You didn’t notice until your third day: there were no reflections.

Not in storefront windows. Not in puddles after rain. Not in the mirrored elevator panels or the chrome hand dryers in hotel bathrooms. Just light, bent slightly. Like something had been removed and the glass forgot how to say so.

You assumed it was a design choice. Some experimental coating. A city-wide aesthetic. Until you saw a man fix his tie in front of a bank window that showed nothing. He adjusted the knot, nodded to himself, and walked away. As if he’d seen it. As if everyone saw what wasn’t there.

You tried your phone.
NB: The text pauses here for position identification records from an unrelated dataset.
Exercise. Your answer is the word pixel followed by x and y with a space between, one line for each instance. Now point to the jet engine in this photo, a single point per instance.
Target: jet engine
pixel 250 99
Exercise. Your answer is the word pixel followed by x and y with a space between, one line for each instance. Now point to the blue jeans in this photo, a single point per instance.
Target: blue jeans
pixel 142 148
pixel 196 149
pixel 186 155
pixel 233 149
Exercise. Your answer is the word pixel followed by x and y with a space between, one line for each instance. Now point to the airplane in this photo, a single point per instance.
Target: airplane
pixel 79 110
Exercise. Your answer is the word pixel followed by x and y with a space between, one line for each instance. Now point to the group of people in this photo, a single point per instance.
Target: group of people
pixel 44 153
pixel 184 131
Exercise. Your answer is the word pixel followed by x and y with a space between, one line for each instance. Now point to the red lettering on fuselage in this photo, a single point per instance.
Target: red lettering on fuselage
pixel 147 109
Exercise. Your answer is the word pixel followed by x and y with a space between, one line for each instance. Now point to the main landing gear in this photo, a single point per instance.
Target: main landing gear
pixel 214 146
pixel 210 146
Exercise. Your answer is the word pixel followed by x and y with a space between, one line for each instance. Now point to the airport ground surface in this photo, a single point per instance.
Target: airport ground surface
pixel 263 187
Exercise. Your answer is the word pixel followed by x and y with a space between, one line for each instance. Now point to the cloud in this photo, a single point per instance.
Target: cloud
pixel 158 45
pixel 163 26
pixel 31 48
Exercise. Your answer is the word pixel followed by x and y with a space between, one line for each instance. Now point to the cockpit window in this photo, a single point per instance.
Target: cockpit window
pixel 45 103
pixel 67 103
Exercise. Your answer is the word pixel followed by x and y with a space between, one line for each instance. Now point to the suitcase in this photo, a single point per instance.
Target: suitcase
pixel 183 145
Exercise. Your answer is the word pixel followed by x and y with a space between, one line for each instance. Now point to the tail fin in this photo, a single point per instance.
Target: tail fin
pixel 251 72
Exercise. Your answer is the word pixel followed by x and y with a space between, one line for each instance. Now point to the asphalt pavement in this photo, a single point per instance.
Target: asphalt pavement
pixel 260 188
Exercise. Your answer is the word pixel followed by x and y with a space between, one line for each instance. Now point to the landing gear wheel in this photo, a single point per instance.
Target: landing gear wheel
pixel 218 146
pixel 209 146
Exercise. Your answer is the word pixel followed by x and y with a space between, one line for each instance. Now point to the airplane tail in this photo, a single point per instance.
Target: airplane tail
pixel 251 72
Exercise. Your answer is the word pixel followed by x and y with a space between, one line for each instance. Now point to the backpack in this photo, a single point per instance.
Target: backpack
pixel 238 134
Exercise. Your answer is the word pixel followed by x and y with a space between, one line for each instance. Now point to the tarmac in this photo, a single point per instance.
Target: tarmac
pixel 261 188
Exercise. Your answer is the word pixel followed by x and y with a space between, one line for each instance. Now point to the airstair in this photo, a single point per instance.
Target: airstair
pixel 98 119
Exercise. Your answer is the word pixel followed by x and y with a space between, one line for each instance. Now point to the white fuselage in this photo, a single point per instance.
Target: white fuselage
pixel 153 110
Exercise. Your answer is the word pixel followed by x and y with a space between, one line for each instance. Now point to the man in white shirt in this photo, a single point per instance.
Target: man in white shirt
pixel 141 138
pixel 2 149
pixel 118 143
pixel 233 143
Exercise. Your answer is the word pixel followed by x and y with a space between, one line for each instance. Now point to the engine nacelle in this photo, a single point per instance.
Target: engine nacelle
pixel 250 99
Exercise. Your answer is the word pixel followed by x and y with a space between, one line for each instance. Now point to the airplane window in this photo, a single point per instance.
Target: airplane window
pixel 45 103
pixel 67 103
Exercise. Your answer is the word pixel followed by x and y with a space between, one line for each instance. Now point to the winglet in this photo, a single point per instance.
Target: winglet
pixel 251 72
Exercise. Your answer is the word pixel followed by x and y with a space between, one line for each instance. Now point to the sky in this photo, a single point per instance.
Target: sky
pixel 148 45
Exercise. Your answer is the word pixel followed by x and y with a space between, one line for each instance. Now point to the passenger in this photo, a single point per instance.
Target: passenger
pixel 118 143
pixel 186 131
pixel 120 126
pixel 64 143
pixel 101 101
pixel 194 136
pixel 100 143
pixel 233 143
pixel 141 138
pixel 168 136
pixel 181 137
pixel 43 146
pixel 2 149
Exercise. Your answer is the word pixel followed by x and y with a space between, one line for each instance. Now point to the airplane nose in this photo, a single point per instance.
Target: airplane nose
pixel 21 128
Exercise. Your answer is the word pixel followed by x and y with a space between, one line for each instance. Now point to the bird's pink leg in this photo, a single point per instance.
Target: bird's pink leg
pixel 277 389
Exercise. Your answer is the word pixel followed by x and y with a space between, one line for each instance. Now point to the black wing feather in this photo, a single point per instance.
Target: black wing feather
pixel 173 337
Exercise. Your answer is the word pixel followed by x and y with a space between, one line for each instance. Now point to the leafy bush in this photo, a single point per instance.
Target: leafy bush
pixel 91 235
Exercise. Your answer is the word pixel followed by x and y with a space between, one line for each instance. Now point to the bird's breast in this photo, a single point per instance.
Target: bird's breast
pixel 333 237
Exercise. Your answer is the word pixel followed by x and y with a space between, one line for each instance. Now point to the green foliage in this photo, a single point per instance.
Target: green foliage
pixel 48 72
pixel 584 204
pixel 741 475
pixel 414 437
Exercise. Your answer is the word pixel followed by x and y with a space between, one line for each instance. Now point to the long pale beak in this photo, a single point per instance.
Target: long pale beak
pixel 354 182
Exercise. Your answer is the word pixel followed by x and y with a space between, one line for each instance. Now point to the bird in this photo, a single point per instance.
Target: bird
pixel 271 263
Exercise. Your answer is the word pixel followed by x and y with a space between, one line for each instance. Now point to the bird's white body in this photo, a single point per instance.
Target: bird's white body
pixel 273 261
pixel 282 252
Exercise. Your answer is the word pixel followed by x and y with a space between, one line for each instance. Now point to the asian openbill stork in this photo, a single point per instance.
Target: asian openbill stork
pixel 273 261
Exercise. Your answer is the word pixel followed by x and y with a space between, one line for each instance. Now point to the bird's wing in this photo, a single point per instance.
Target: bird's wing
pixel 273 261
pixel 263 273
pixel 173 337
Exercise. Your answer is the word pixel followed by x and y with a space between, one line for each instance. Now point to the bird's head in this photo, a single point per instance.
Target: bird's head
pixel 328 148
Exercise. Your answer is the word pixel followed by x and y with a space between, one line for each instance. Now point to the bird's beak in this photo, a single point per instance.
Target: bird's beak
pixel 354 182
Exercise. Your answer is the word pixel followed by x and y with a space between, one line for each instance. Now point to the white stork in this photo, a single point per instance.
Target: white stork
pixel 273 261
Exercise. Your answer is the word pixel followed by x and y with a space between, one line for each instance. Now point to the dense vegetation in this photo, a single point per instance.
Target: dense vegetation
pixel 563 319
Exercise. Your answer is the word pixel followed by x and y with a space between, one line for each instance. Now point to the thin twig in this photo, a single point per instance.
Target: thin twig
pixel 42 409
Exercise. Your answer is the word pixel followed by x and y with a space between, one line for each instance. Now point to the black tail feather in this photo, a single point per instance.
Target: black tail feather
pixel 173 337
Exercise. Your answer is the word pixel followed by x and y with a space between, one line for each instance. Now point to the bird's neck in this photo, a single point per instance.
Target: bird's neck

The screen showed your face just fine. But the camera app froze every time you opened it in public. Not crashed—frozen. Like it was waiting for something to arrive.
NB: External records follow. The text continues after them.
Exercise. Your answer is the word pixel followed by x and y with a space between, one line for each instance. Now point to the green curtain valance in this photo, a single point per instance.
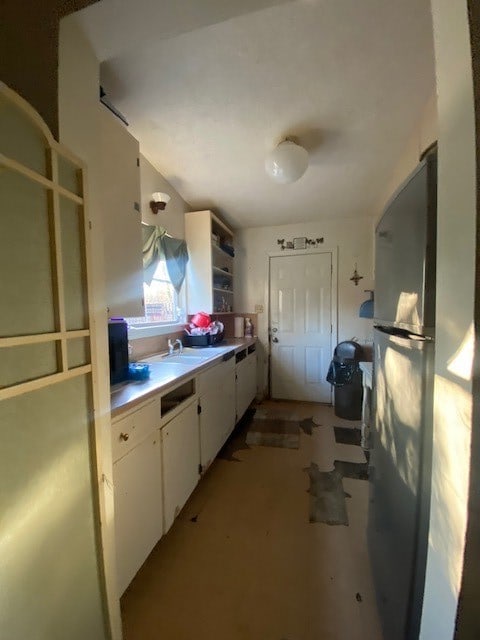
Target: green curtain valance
pixel 158 245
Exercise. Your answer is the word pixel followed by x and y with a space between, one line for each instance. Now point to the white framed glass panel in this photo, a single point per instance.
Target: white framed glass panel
pixel 26 289
pixel 21 139
pixel 28 362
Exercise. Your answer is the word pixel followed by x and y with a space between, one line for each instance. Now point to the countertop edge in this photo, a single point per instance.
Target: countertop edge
pixel 118 407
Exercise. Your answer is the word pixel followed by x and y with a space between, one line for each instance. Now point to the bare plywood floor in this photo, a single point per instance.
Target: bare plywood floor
pixel 243 562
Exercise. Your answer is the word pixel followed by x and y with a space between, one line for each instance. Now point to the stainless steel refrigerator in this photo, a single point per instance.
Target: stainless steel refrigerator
pixel 404 339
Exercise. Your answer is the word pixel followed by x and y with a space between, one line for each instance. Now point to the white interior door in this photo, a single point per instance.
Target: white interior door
pixel 301 326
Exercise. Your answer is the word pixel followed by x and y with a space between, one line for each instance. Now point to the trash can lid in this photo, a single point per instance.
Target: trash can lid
pixel 349 349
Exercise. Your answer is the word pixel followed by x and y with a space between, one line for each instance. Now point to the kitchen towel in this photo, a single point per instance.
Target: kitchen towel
pixel 239 327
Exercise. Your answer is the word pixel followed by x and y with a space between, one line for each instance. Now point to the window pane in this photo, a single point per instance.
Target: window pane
pixel 160 302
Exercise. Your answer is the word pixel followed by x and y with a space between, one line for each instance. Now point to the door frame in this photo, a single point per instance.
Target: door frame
pixel 333 251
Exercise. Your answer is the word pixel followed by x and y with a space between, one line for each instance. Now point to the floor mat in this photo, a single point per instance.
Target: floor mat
pixel 307 425
pixel 347 435
pixel 327 496
pixel 354 470
pixel 274 433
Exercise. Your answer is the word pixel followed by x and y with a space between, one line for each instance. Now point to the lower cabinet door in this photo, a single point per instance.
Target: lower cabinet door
pixel 137 480
pixel 246 387
pixel 217 418
pixel 181 460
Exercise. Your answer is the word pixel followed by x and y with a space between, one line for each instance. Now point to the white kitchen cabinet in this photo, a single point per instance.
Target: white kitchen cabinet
pixel 120 185
pixel 137 481
pixel 217 404
pixel 181 461
pixel 246 381
pixel 210 268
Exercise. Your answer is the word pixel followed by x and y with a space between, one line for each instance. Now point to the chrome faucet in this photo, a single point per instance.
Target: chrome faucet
pixel 171 346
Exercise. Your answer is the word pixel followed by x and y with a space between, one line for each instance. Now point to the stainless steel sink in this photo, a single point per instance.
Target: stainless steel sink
pixel 183 359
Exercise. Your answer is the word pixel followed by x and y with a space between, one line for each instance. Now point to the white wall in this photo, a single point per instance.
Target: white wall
pixel 455 315
pixel 173 217
pixel 79 131
pixel 423 134
pixel 354 239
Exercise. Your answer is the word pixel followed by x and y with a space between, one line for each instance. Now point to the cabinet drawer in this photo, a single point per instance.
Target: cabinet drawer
pixel 130 429
pixel 213 378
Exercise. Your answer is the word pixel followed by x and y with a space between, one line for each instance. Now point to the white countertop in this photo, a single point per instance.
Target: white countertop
pixel 366 368
pixel 165 375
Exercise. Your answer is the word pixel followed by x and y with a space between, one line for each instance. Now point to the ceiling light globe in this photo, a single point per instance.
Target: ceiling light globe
pixel 287 162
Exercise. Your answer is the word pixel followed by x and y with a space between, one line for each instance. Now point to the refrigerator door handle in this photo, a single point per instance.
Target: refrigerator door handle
pixel 402 333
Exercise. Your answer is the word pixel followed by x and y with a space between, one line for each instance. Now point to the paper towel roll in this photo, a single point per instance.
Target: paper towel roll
pixel 239 327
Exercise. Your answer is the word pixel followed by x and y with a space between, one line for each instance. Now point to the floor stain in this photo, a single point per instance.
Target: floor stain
pixel 274 433
pixel 327 496
pixel 307 425
pixel 347 435
pixel 354 470
pixel 238 439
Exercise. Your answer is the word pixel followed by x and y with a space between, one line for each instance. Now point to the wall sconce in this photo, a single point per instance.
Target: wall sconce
pixel 356 277
pixel 159 201
pixel 366 308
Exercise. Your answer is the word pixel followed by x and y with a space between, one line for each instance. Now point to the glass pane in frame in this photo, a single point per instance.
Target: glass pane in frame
pixel 49 551
pixel 28 362
pixel 73 259
pixel 78 351
pixel 26 284
pixel 20 138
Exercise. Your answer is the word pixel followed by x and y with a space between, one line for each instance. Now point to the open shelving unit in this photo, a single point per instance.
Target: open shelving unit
pixel 210 270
You asked a woman at a café if the mirrors in the restroom were out.

She said, “What mirrors?”

You said, “The ones above the sinks.”

She looked at you for a moment, then said, “Oh. I don’t usually look.”

No one else seemed concerned.

You stayed longer than planned. Not because you liked it. But because it felt like the kind of place you were supposed to figure out before leaving. You started checking every surface. Glasses, spoons, car windows, phone booths. Nothing. Not even in the lake near the old art museum. You tossed in a coin and watched it fall without distortion.
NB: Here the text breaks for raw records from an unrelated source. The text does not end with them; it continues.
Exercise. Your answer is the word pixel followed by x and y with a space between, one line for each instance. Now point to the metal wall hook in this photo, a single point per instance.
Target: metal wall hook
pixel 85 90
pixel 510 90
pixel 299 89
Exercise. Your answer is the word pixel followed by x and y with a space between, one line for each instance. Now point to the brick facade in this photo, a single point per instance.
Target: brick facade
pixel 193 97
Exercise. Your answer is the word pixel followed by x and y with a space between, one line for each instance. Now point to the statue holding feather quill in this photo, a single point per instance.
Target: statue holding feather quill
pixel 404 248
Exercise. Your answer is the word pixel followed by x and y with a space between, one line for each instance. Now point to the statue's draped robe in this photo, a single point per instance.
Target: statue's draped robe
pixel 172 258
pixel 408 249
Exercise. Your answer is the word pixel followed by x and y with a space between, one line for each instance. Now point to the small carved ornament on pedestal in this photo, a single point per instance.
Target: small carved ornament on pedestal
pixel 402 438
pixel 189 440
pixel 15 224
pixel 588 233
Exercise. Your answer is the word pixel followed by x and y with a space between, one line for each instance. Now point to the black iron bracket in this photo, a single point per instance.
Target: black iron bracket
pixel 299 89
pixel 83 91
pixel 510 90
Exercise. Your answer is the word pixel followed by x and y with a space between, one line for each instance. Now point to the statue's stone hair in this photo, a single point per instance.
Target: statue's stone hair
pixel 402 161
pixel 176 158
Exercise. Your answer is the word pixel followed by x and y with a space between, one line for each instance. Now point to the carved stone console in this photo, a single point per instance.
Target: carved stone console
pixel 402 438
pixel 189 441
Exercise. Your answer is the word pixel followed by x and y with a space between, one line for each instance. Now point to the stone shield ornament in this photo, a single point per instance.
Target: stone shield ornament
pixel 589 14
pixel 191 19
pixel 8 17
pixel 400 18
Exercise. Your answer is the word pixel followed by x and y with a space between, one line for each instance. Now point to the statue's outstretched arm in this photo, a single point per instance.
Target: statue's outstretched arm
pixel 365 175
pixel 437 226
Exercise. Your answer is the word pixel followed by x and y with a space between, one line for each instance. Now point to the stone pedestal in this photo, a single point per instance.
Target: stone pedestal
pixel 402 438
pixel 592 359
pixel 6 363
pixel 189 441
On your last day, you stood in a high-rise lobby lined with mirrored columns. You walked the length of the floor. No shadow beside you. No echo of your shape. You stopped near the far wall, where the reflection should have been strongest.

Someone was there.

They were facing you, but not copying you.

They didn’t move.

You turned and left.

You never told anyone. You didn’t take a picture.

But you haven’t seen your reflection since.